The Nifi Content repository archives all the flow file content in the system. The purpose of archiving is so that the user can view or replay the content from the provenance user interface only for troubleshooting purposes.

Problem

The Nifi Content repository archives all the flow file content in the system. The purpose is to allow the user to view and/ or replay the content from the provenance.

These archives are kept in the same directory as the Content repository. Sometimes, when handling a large amount of data, the Content repository could fill up a disk, and the FlowFile repository, if it is also on that disk, can cause out-of-storage issues. When this archived data keeps piling up, it can negatively affect performance.

To optimize this, the nifi.properties file contains properties that deal with archiving content in the NiFi Content repository.

Solution

nifi.content.repository.archive.max.retention.period
It specifies how long Nifi will keep archived content before clearing it from the content archive directory.

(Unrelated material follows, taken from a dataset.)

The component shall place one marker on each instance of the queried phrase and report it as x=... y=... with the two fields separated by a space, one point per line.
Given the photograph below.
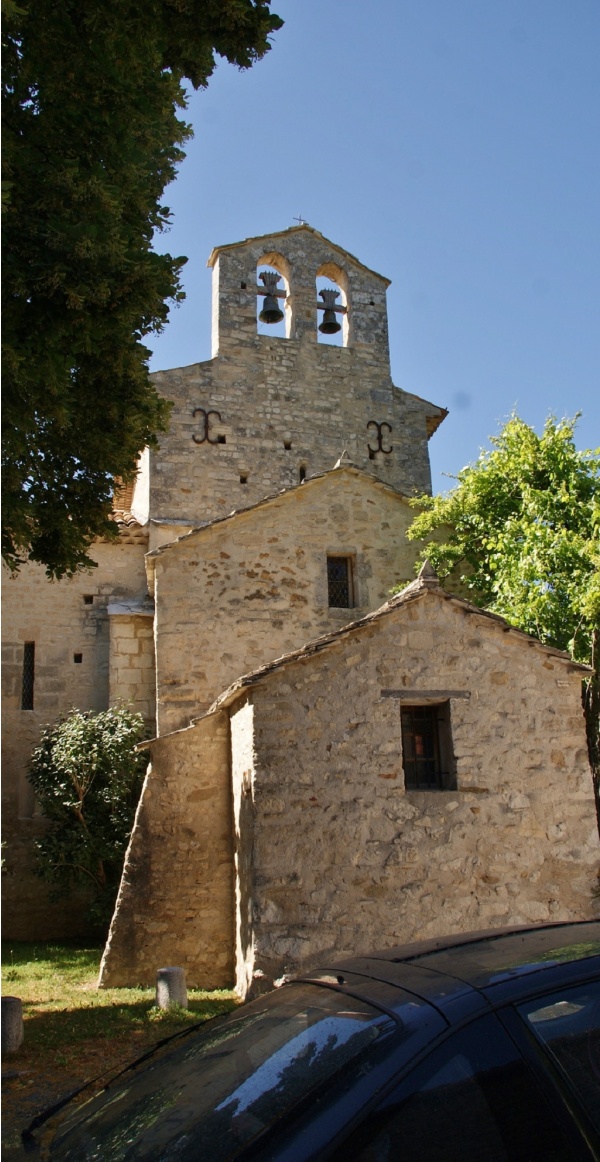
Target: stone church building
x=377 y=769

The recommended setting for production should be short enough to ensure storage does not run out.
nifi.content.repository.archive.max.usage.percentage
It specifies Nifi when it should start clearing archived content to keep the overall disk usage at or below the configured rate.
For example: If max.usage.percentage = 40%. Once the archive data crosses the 40% mark, it will start removing the oldest archive content.
nifi.content.repository.archive.enabled
This enables the provenance user interface to view or replay content that is no longer in a dataflow queue.

There are many other properties that can be used to optimize file system Content repository properties. For detailed description refer, NiFi System Administrator’s Guide.